Congreso de la República de Colombia.

Foto: Colprensa/Prensa/Redes sociales

Democracia representativa y participativa, un asunto de voces

La escritora y profesora Viridiana Molinares analiza los aspectos comunes, las diferencias y los mecanismos con que se desarrollan los dos sistemas de gobierno que hoy rigen la sociedad colombiana -la democracia representativa y la participativa-, y hace un diagnóstico de su actual estado de salud.

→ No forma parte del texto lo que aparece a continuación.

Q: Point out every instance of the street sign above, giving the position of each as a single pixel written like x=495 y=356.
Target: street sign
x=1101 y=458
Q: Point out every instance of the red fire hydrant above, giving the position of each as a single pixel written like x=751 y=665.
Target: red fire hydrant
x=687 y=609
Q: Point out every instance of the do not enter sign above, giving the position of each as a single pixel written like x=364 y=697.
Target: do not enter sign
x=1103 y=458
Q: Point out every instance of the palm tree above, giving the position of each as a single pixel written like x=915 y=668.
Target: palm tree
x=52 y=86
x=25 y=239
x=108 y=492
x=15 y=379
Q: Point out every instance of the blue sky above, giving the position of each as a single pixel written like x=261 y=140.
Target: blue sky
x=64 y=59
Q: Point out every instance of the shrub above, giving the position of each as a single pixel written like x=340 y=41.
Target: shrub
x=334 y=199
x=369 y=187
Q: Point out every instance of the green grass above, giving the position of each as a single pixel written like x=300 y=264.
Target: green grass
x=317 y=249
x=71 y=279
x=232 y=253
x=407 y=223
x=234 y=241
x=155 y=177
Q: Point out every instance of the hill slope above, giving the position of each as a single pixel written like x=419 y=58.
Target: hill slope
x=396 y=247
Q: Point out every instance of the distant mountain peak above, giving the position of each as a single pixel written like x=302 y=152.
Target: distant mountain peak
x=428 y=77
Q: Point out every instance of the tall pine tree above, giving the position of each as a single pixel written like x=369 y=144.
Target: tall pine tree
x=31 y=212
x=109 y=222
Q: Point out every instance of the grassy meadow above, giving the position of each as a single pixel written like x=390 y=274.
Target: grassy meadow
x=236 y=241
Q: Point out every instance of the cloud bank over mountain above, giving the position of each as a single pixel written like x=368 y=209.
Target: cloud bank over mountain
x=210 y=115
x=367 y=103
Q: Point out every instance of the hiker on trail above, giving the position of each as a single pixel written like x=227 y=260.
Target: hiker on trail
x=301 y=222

Por: Viridiana Molinares Hassan

Isócrates, considerado el gran maestro de retórica de la Grecia antigua, comparó la democracia con un cuerpo humano y, en el siglo IV a.C., luego de los desastres de las guerras, consideró que era una democracia enferma. Sin embargo, citado por Yidi Páez, autor de una novela con el mismo nombre del maestro, también aclaró:

(…) yo no soy partidario de oligarquías ni de gobiernos tiránicos, sino que deseo gobiernos justos y ordenados… Incluso las democracias mal establecidas son causa de menores desgracias y las bien organizadas sobresalen por ser más justas, más igualitarias y más agradables para quienes participan en ellas”.Isócrates, Areopagítico, VII,71

Siglos después, muchos seguimos eligiendo la democracia como, hasta ahora, la mejor forma de gobierno, incluso, en medio de situaciones críticas. Por ejemplo, la del anuncio, hace unos meses, del presidente Gustavo Petro de realizar reformas constitucionales a través de una asamblea constituyente, ante la falta de aprobación de las propuestas que ha hecho al Congreso. No obstante, por las críticas que recibió esta propuesta, el presidente parece haber descartado esta idea.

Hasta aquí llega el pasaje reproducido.